Am 25. Mai 2018 tritt die Europäische Datenschutzgrundverordnung in Kraft. Aber weit mehr als die Hälfte der europäischen Unternehmen ist bislang offenbar nicht ausreichend vorbereitet. "Die Uhr tickt", warnt die auf Onlinegeschäftsmodelle spezialisierte Herold -Unternehmensberatung (HUB) in Lübeck.

Laut einer Umfrage des Marktforschers IDC unter 700 kleineren und mittelgroßen Unternehmen aus sieben europäischen Ländern sieht erst ein Fünftel die hauseigenen Datenschutzsysteme und -bestimmungen im Einklang mit der neuen Verordnung, die in Deutschland sperrig EU-DSGVO, international GDPR (General Data Protection Regulation) abgekürzt wird. 59 Prozent haben demnach mit den Vorbereitungen begonnen, das Gros ist sich allerdings nicht im Klaren darüber, welche Auswirkungen die Richtlinie auf ihre Organisation haben wird und welche konkreten Maßnahmen innerhalb der nächsten drei Monate umgesetzt sein müssen. 21 Prozent der befragten Firmen gaben an, sie seien nicht vorbereitet oder hätten noch nie davon gehört.

Teure Angelegenheit



Für börsennotierte Gesellschaften kann das Ignorieren der neuen Bestimmungen durchaus kursrelevant werden, wie Beispiele aus dem Ausland zeigen. Das prominenteste: Nach dem mutmaßlich illegalen Zugriff auf 32 Millionen Kundenkonten reduzierte sich der Börsenwert von Yahoo über Nacht um 350 Millionen US-Dollar. Die ehemalige Yahoo-Chefin Marissa Mayer verzichtete sowohl auf die jährliche Prämie als auch auf den vereinbarten Aktienbonus in Höhe von insgesamt 14 Millionen US-Dollar.

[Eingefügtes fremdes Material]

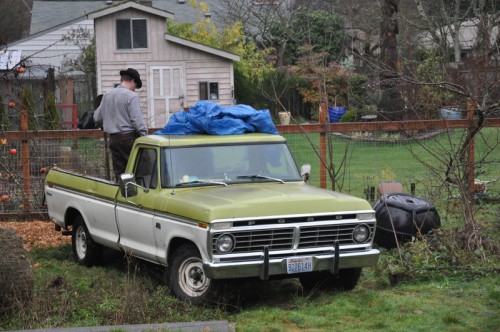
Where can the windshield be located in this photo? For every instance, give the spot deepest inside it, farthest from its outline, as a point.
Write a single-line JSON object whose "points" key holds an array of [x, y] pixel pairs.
{"points": [[226, 164]]}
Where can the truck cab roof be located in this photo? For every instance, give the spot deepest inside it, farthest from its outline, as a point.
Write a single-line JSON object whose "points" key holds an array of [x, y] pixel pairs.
{"points": [[190, 140]]}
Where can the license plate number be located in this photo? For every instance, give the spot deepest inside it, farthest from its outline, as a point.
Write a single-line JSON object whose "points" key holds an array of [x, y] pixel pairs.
{"points": [[298, 265]]}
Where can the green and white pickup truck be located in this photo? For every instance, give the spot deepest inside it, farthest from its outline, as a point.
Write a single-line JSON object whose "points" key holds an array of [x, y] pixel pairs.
{"points": [[216, 207]]}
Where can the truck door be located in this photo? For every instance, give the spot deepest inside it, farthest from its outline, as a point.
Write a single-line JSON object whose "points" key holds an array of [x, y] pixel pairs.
{"points": [[134, 216]]}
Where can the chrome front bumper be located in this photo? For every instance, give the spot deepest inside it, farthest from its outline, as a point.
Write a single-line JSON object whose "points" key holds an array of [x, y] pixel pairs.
{"points": [[277, 266]]}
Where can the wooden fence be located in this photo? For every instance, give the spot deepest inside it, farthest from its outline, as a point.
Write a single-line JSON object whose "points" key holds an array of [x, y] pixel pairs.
{"points": [[31, 203]]}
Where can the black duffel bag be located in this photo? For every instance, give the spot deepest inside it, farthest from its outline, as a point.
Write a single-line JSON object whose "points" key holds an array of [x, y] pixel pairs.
{"points": [[400, 217]]}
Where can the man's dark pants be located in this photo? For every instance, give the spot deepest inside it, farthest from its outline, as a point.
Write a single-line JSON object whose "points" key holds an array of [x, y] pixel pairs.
{"points": [[120, 146]]}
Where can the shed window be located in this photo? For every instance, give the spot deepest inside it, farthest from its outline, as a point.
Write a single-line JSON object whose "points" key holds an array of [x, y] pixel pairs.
{"points": [[209, 90], [131, 33]]}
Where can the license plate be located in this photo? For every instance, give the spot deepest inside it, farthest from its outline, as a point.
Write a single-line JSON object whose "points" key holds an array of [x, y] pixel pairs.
{"points": [[298, 265]]}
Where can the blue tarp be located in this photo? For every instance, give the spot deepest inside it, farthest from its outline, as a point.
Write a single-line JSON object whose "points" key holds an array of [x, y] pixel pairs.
{"points": [[210, 118]]}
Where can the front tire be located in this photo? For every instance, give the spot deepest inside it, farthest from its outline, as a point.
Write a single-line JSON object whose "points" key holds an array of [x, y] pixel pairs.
{"points": [[188, 280], [347, 279], [85, 250]]}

Für Mayer mag das verschmerzbar gewesen sein, denn sie strich mittlerweile 23 Millionen Dollar Abfindung ein. Für Vorstände kleinerer und mittelgroßer Unternehmen in Deutschland kann es jedoch durchaus existenzgefährdend sein, sollten sie persönlich haftbar gemacht werden. Und das ist ausdrücklich vorgesehen: "Die Vorstandsmitglieder haben bei ihrer Geschäftsführung die Sorgfalt eines ordentlichen und gewissenhaften Geschäftsleiters anzuwenden", heißt es in Paragraf 93 des Aktiengesetzes.



Bereits 2013 hat das Landgericht München  I ein Vorstandsmitglied eines Konzerns, der es daran mangeln ließ, zur Zahlung von 15 Millionen Euro verdonnert. Cyberversicherer oder Anbieter von Managerhaftpflichtversicherungen könnten sich etwaigen Ansprüchen ihrer Kunden mit Hinweis auf grobe Fahrlässigkeit verweigern, sofern keine ausreichenden Vorkehrungen getroffen wurden.

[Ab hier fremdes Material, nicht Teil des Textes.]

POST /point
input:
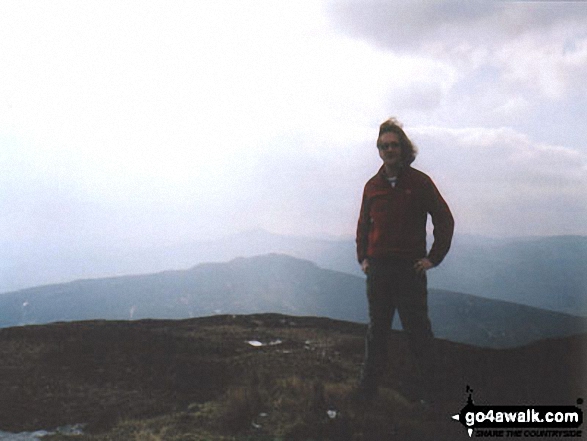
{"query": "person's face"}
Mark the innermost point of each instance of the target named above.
(390, 150)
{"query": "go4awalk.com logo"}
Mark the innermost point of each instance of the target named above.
(521, 421)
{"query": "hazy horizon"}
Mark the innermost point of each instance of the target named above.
(149, 124)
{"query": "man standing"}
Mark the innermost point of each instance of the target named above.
(391, 249)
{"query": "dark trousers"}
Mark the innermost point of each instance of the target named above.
(391, 286)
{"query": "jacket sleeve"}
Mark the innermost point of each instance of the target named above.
(443, 223)
(363, 227)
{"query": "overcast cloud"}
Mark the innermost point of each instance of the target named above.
(154, 123)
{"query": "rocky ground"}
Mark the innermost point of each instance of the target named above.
(253, 377)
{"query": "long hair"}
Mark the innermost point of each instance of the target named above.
(409, 150)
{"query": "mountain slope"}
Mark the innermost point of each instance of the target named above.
(272, 283)
(544, 272)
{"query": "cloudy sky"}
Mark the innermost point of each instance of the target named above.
(155, 122)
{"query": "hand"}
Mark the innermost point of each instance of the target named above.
(365, 265)
(422, 265)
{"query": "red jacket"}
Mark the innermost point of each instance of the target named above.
(392, 222)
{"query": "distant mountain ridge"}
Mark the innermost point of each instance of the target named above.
(544, 272)
(273, 283)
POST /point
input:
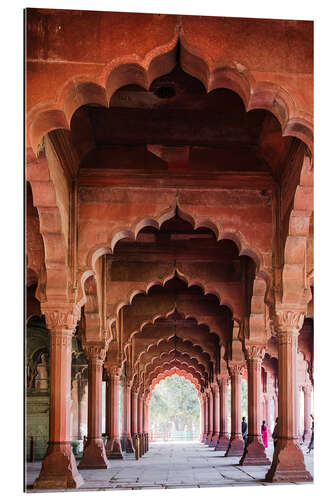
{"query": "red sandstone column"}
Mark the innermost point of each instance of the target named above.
(134, 410)
(307, 411)
(107, 408)
(288, 460)
(140, 422)
(59, 467)
(216, 414)
(146, 422)
(202, 422)
(298, 423)
(254, 451)
(94, 456)
(205, 418)
(268, 399)
(83, 406)
(113, 447)
(126, 431)
(140, 416)
(236, 443)
(75, 410)
(210, 415)
(223, 440)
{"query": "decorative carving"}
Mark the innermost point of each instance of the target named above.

Und das scheint der Fall zu sein. Ähnlich wie das Gros der Banken und Broker eine gewisse Sorglosigkeit hinsichtlich der Bestimmungen zur IT-Sicherheit an den Tag legt, scheinen auch die Datenschutzbestimmungen bei deutschen Unternehmen irgendwo unter "ferner liefen" auf der Agenda zu stehen. Doch viel Zeit bleibt nicht: Ab dem 25. März nächsten Jahres sind Unternehmen verpflichtet, ein Datenschutzmanagement einzuführen, um personenbezogene Daten zu sichern. "Zentrale Verfahren" sind dabei schriftlich zu dokumentieren - etwa die "Grundsätze für die Verarbeitung personenbezogener Daten" (Artikel 5), die "Rechtmäßigkeit der Verarbeitung" (Artikel 6) und die "Bedingungen für die Einwilligung" (Artikel 7). Sogar eine Datenschutzfolgeabschätzung muss durchgeführt werden, wenn "Rechte und Freiheiten des Betroffenen durch die Verarbeitung einem Risiko ausgesetzt sind" (Artikel 35). Das trifft "ganz besonders dann zu, wenn neue Technologien angewandt werden".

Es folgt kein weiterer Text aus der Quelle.